Nova Scotians’ power bills will likely go up as the government’s conservation department becomes an arms-length corporation.
Energy Minister Bill Estabrooks yesterday unveiled the board of directors of Efficiency Nova Scotia, which will take over from Conserve Nova Scotia.
“On the one hand it’s independent of government, on the other hand it’s independent of Nova Scotia Power,” said board chair William Lahey, a Dalhousie University professor and former deputy environment and labour minister.
The move erases about $27 million from the province’s books, but that will now come from electricity ratepayers.
ENS will be funded by power surcharges. It also takes over Nova Scotia Power’s existing efficiency program of $22 million.
The goal of ENS is to slow down the consumption of a province racing towards its power capacity.
“In the long term it’s going to be cheaper than some of the other options, such as building another billion-dollar coal fired power plant, which is otherwise what we might have to do,” Lahey said.

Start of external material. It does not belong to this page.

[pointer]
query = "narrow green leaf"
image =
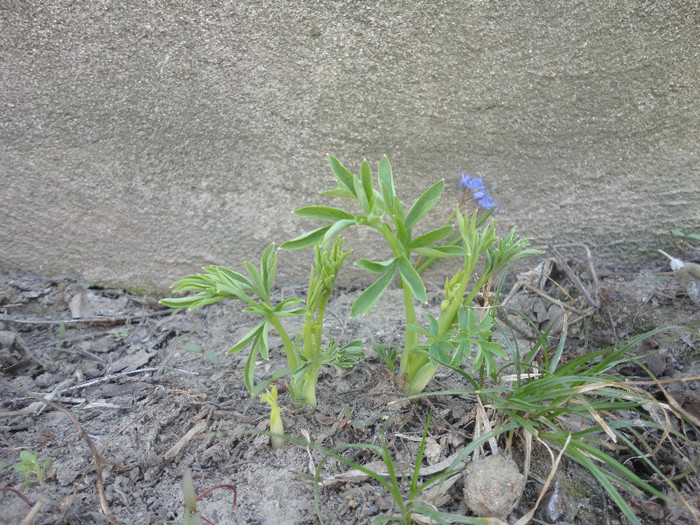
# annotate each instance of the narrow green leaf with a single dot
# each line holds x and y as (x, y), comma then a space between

“It may be more expensive on a month-to-month or year-to-year basis, but in the long-term it’s actually a good financial strategy for Nova Scotia.”
The target switch over date is March 31. The other four board members include Carol MacCulloch, president of the Construction Association of Nova Scotia; engineer Hector Jacques; Michele Wood-Tweel, CEO of the Institute of Chartered Accountants of Nova Scotia; and Deputy Environment Minister Nancy Vanstone.
The board chair will make $1,500 per month and $500 each day the board meets. Board members make $1,050 per month and $350 each meeting day, which includes yesterday’s press conference.
The pay is comparable to similar groups like the Workers’ Compensation Board.
The Utility and Review Board will oversee ENS and have to approve any power rate increases. The change was recommended in a 2008 report by Dal Professor David Wheeler.